Accurate annotations of genes and their transcripts is a foundation of genomics, but no annotation technique presently combines throughput and accuracy. As a result, current reference gene collections remain far from complete: many genes models are fragmentary, while thousands more remain uncatalogued, particularly for long non coding RNAs (lncRNAs).
To accelerate lncRNA annotation, the GENCODE consortium has developed RNA Capture Long Seq (CLS), combining targeted RNA capture with third generation long-read sequencing.
Researchers from the CRG, Barcelona Institute of Science and Technology present an experimental re-annotation of the entire GENCODE intergenic lncRNA population in matched human and mouse tissues. CLS approximately doubles the annotated complexity of targeted loci, in terms of validated splice junctions and transcript models. The full-length transcript models produced by CLS enable us to definitively characterize the genomic features of lncRNAs, including promoter- and gene-structure, and protein-coding potential. Thus CLS removes a longstanding bottleneck of transcriptome annotation, generating manual-quality full-length transcript models at high-throughput scales.

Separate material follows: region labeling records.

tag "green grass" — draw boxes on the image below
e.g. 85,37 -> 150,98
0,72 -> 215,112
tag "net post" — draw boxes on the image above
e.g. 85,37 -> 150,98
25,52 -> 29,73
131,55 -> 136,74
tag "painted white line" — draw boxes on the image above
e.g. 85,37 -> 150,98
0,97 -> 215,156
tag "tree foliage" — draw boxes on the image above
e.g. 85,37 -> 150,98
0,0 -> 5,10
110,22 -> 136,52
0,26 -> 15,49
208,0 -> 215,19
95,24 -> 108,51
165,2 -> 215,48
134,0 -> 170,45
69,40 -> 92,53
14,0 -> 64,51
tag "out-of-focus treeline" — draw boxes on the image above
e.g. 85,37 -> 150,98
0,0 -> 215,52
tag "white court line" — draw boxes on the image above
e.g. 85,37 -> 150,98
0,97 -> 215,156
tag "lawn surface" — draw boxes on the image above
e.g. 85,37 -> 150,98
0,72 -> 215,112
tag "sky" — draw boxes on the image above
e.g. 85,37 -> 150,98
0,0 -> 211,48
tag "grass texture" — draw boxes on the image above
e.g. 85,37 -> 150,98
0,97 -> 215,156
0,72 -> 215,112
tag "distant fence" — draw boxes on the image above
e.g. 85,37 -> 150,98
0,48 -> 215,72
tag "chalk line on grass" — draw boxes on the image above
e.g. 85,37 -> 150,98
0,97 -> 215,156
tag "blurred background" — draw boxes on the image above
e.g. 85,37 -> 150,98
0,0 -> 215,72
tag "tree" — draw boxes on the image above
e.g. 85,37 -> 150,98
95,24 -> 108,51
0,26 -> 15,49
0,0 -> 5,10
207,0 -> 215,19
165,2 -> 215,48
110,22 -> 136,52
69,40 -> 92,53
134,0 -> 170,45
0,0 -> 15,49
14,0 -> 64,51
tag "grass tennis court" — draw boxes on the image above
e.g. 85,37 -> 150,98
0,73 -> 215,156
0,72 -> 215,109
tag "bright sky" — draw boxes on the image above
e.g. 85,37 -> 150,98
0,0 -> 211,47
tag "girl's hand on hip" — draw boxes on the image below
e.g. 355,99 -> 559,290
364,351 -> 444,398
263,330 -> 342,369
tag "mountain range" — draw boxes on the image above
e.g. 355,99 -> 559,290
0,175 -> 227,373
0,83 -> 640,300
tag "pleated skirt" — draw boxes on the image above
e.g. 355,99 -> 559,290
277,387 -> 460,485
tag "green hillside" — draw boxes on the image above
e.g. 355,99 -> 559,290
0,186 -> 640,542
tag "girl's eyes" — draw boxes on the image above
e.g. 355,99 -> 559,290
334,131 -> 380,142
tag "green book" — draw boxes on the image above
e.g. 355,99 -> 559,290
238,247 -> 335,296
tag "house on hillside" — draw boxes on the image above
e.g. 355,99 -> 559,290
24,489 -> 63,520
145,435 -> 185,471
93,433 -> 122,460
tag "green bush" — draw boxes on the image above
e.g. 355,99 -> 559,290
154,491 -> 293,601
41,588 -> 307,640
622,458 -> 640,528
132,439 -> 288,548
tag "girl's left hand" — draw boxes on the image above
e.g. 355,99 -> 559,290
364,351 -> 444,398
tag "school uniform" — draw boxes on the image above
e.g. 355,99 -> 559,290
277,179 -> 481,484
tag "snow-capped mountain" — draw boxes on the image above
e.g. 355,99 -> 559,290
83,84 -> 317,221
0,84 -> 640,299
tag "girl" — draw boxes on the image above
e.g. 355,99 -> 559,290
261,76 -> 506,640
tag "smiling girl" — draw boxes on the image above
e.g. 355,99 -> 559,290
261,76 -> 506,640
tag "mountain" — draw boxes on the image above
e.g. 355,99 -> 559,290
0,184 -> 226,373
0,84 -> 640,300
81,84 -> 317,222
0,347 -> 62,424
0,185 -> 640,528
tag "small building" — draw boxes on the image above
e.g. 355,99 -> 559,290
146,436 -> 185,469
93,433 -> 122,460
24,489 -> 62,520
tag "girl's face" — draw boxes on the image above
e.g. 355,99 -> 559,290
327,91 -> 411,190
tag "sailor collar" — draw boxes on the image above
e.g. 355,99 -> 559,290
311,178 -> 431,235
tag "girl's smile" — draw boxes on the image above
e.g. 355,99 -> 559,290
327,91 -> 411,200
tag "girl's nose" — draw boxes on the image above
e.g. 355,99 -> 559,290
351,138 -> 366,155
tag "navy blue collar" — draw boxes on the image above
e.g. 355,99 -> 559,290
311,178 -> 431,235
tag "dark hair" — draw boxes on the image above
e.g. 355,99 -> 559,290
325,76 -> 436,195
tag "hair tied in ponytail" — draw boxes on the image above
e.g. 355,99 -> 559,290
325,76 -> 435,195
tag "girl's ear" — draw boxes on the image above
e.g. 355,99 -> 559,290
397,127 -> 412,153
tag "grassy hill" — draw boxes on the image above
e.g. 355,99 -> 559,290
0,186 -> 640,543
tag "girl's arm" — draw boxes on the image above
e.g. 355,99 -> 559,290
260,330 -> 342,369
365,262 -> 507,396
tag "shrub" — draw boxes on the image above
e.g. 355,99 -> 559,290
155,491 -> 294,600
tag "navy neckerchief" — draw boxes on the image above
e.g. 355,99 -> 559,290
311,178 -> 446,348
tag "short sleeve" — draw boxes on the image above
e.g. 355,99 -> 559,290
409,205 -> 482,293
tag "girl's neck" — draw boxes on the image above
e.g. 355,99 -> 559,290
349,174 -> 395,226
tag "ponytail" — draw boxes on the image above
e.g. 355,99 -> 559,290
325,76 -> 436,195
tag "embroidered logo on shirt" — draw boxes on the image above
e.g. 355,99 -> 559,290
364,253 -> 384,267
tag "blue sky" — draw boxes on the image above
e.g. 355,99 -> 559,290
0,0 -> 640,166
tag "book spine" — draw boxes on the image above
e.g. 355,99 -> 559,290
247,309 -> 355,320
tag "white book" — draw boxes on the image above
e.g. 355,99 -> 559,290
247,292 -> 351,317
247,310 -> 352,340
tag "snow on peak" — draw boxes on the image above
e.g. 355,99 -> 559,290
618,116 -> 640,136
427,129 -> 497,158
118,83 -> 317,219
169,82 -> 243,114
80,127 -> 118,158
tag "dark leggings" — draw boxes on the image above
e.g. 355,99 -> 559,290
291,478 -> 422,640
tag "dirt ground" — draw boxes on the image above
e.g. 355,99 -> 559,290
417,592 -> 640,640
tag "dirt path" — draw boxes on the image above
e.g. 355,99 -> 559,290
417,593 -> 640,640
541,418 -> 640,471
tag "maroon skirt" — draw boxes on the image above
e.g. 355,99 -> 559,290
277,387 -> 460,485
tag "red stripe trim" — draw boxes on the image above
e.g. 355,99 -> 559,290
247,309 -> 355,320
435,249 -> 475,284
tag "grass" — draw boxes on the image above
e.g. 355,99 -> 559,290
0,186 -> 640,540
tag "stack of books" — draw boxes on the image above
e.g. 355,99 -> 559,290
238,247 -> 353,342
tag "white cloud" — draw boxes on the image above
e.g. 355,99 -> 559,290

Capture Long Seq approach to extend the GENCODE lncRNA annotation
(A) Strategy for automated, high-quality transcriptome annotation. CLS may be used to complete existing annotations (blue), or to map novel transcript structures in suspected loci (orange). Capture oligonucleotides (black bars) are designed to tile across targeted regions. PacBio libraries are prepared for from the captured molecules. Illumina HiSeq short-read sequencing can be performed for independent validation of predicted splice junctions. Predicted transcription start sites can be confirmed by CAGE clusters (green), and transcription termination sites by non-genomically encoded polyA sequences in PacBio reads. Novel exons are denoted by lighter coloured rectangles. (B) Summary of human and mouse capture library designs. Shown are the number of individual gene loci that were probed. “PipeR pred.”: orthologue predictions in mouse genome of human lncRNAs, made by PipeR (31); “UCE”: ultraconserved elements; “Prot. coding”: expression-matched, randomly-selected protein-coding genes; “ERCC”: spike-in sequences; “Ecoli”: randomly-selected E. coli genomic regions. Enhancers and UCEs are probed on both strands, and these are counted separately. “Total nts”: sum of targeted nucleotides. (C) RNA samples used.